Honorable Judge Victoria Kolakowski,
My name is Nicholas McClung. I appeared before you as DOE in the case of Carey & Woods v. Rockridge Properties. I’d like to address you as though we were sitting across from each other at a café. I consider the content here to be “off-the-record”. I have no interest in influencing your verdict over the matter of Carey & Woods v. Rockridge, nor am I interested in putting you on trial in this letter nor merely arousing your empathy. I write this for my own closure, and perhaps to leave you with a greater understanding of why so many individuals have fought to save the properties on the corner of MLK Jr. Way and West Macarthur Blvd. We may never have a chance to meet on any other basis than as actors in the State’s theater of justice, and this is a tragedy in and of its self.
I know that you will continue to issue judgments in favor of Mr. Reeves and Rockridge Properties. I understand fully why you are, and why you have to given the circumstances. Actually I’ve never allowed myself to believe that there was a chance that Mr. Carey and Mr. Woods case would end in a positive outcome for them. As you said at trial (and I paraphrase here), your role is not necessarily to err on the pursuit of justice, but to essentially uphold the laws of the State regardless of their intent.
The property in question was opened as a queer safe space on December of 2010. Hundreds of supporters, many LGBTQ identified, have stayed there and helped it grow into a successful community center. Within that space individuals have organized free weekly community meals, a huge permaculture garden that sustains residents and several co-operative homes with pesticide free vegetables and medicinal herbs, a free thrift “store” filled with donated clothes and amenities and furniture, an event space that hosts fund-raisers and educational workshops, and countless other femifestations that have brought dozens of scenes and communities together in Oakland on the basis of liberating each other from the multitude of converging oppressions faced daily.
In the space individuals have prioritized people of color, women, and transgendered people who are struggling to find work, escape abuse, and secure shelter. In this space individuals can determine their own destiny and change their lives, their genders, and their names without prejudice. Where same sex couples can kiss without fear. Where there is a breaking down of the racist, classist and heteronormative paradigm that exists everywhere and at all hours.
Because too many are getting beat up, raped, incarcerated, are without access to the resources amid constant warfare of daily life, a life where one is attacked for simply being. Where it’s dangerous to walk a path in pursuit of justice. Where “justice” continually assaults us.
Actually, I come out in this house. Some have for the first time had the space enough develop and wake up to their life’s purpose here. Individuals have brought a beautiful and powerful symbol of unity and generosity to this ghettoized neighborhood. I’ve never seen anyone be kicked out because they were too poor or seen anyone turned away for lack of funds. The residents have provided this neighborhood with that which the State, the local and international economy and others could not and would not give. They did it, at times, without a penny between them for months.
Not to be too overdramatic, but some thought they had an ally in you, and yes, I believe you have had the power to give Mr. Carey and Mr. Woods justice from the beginning of their trial. Personally, I’m not interested in holding a grudge against you or seeing you as monster. I respect you for being transgendered and I think it’s a really big fucking deal that you’ve come to have the position and notoriety that you have attained. I know it came from years of hard work and struggle. You’re proving that progress is occurring in the reformist project of transforming capitalist society from within capitalist society. I understand you’ve devoted a large part of your life to that work.
But I am never going to forget that you gave this social center (which contains two years of struggle on the part of dozens of groups who sustain it) to an agent of gentrification and his eviction specialist.
If the State and its laws are corrupt, and you have only the power to enforce them, and people have only as much power as the money they possess to change the laws, then I see no correlation between Justice and what actually takes place in the Judicial System. Honestly, I didn’t before all this anyway.
Your Honor, you perpetuated oppression. I’m not even acting like I don’t share in that, as a queer white cis-socialized-male, I’ve internalized a lot of behavior from my father and our patriarchal society that needs to be addressed and dismantled.

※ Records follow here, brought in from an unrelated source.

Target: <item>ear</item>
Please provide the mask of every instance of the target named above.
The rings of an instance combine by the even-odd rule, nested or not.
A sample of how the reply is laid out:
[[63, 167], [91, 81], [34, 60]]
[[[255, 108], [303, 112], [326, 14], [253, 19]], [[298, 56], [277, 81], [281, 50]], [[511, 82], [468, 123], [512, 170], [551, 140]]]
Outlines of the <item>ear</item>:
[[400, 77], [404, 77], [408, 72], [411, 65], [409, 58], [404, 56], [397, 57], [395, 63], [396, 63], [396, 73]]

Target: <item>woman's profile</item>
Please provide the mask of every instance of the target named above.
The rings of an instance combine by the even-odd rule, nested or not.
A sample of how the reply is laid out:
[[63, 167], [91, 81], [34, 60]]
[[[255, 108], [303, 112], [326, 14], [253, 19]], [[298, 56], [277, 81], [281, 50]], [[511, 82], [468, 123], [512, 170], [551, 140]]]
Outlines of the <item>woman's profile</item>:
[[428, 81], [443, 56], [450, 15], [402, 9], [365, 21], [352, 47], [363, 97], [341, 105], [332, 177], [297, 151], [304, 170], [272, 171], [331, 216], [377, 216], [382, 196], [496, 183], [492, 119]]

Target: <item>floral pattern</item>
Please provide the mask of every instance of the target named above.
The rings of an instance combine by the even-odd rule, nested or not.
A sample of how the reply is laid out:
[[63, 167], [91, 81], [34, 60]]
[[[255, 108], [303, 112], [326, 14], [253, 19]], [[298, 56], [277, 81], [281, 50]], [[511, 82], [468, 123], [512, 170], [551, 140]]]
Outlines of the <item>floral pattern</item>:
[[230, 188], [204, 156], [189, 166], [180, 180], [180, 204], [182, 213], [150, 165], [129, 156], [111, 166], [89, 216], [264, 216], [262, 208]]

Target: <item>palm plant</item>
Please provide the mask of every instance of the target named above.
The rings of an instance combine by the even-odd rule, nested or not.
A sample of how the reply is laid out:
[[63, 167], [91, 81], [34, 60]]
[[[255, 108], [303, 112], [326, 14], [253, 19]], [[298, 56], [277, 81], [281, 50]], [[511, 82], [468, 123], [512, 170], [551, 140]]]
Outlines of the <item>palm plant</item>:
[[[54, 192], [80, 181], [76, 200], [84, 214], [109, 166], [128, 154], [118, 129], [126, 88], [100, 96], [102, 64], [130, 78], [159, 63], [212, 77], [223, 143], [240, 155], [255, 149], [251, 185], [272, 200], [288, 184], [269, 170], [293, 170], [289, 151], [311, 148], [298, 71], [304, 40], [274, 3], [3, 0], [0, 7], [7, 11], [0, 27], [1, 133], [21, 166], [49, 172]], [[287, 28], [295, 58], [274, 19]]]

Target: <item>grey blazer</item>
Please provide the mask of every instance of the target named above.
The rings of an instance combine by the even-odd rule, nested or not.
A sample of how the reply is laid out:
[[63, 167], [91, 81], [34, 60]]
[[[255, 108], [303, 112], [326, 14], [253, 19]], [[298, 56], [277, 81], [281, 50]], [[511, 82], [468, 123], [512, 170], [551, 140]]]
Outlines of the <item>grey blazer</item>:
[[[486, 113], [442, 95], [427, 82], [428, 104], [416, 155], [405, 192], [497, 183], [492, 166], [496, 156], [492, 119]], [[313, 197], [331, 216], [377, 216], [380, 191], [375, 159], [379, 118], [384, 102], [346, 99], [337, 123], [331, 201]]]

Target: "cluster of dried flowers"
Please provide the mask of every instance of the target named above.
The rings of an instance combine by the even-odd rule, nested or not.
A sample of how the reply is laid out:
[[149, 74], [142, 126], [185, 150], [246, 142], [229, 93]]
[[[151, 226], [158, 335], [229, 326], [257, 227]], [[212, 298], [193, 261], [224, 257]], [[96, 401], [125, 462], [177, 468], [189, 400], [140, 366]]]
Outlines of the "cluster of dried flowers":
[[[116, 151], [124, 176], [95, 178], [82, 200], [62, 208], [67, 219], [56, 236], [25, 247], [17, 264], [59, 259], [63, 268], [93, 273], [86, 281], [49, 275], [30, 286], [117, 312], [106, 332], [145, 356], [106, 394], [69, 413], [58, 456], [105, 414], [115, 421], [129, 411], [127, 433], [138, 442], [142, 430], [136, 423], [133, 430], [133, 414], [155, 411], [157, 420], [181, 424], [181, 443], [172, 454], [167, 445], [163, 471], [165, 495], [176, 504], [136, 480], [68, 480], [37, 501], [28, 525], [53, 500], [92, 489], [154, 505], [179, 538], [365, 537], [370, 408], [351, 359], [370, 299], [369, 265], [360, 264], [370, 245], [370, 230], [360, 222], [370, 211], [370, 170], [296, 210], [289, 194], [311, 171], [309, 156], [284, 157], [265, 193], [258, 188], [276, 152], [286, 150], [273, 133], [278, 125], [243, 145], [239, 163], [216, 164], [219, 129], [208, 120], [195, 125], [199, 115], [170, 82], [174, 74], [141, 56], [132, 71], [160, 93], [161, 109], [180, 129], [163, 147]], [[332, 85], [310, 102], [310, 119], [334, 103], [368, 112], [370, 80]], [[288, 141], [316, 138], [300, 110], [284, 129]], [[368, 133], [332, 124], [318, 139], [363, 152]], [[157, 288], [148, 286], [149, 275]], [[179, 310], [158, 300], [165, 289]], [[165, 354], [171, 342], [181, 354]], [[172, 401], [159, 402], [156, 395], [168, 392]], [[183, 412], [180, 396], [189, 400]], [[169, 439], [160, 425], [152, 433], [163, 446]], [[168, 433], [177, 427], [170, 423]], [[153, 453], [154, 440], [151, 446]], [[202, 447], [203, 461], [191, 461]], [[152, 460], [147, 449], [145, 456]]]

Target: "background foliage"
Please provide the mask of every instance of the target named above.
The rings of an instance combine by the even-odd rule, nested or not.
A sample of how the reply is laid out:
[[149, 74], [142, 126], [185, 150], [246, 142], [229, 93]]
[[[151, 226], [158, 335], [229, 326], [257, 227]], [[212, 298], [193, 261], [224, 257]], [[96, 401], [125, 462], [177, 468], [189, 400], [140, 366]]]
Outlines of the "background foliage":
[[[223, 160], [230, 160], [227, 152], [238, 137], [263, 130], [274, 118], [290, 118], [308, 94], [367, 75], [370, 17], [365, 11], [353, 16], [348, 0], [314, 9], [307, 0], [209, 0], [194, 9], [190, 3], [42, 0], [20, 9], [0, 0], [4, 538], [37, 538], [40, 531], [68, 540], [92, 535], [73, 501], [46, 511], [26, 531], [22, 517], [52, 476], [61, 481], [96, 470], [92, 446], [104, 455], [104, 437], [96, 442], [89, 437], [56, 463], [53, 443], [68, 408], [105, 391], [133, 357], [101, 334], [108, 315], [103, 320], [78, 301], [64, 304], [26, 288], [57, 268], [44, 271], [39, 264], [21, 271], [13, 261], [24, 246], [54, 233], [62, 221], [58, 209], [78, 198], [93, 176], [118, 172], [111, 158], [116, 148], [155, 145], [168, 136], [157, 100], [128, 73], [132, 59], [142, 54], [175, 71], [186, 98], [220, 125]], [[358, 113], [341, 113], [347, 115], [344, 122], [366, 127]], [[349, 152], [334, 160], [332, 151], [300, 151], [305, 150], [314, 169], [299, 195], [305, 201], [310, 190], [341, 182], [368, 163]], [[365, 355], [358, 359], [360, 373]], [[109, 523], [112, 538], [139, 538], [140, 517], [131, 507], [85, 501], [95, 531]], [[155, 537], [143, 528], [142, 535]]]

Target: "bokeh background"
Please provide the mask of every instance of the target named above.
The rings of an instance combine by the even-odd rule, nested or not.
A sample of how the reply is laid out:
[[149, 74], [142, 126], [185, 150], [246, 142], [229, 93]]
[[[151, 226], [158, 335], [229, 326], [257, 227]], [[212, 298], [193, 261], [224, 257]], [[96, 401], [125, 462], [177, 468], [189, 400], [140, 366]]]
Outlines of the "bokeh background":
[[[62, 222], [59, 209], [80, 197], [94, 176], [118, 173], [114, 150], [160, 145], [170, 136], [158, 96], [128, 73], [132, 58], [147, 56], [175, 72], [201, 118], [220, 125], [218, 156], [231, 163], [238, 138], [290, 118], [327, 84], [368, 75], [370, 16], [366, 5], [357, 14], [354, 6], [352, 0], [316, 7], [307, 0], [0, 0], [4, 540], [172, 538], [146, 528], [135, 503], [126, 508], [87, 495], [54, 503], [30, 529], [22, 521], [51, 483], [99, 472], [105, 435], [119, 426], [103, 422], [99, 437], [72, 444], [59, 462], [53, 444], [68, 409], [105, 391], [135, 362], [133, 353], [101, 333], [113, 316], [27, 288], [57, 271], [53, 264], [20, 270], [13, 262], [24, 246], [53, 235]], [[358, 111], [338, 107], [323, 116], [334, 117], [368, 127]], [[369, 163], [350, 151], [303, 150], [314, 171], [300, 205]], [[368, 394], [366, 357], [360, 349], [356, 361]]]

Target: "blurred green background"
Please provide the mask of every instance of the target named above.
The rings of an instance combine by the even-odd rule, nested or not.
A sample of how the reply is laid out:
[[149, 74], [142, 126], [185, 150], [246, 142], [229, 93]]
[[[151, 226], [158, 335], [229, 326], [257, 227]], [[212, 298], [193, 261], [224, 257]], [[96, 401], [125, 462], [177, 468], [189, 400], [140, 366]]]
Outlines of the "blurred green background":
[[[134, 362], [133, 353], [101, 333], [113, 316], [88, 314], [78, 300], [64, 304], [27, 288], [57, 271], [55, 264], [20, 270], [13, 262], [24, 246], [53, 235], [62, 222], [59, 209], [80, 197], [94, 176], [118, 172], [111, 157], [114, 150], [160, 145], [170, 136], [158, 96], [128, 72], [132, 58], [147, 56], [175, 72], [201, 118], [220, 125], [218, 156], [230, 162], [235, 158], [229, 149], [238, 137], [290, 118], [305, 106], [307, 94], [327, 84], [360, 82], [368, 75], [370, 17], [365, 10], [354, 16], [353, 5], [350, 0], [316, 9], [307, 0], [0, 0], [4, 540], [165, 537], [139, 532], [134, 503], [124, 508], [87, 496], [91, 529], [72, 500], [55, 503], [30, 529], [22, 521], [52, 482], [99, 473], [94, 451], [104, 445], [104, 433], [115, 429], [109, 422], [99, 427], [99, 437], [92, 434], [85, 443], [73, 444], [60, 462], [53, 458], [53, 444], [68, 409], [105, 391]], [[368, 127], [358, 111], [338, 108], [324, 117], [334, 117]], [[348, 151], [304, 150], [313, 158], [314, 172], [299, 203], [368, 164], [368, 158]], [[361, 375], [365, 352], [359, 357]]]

But to day after day, put land and shelter into the hands of the Bruce Reeves’ and Peter Consos’ of the world, because “that’s the way things are”, is offensive to me and would actually be illegal in a truly just system.
And I’m really conflicted, because “they” have pitted you and I against each other. And I’ll remember you as someone who helped destroy the most grandiose queer radical project I have ever encountered in my life and had the privilege of creating on a collective basis, rather than remember you as an ally with common goals.
As a group of low to know income queers and transgendered people, as compassionate and radical folks, of all colors and ages, as everyday workers and straight allies, as proud owners of our destiny and collective desires, as several groups that turned a dumpsite-shooting gallery into a thriving community center, as farmers and artists who’s separate and autonomous units have all been lumped into one big eviction, I think it’s safe to assume that I and other residents will continue to be without fear in demanding and doing the impossible regardless of the detruction of this space, and that this project will live on to change this society in all the ways that we see now that you cannot (and will not).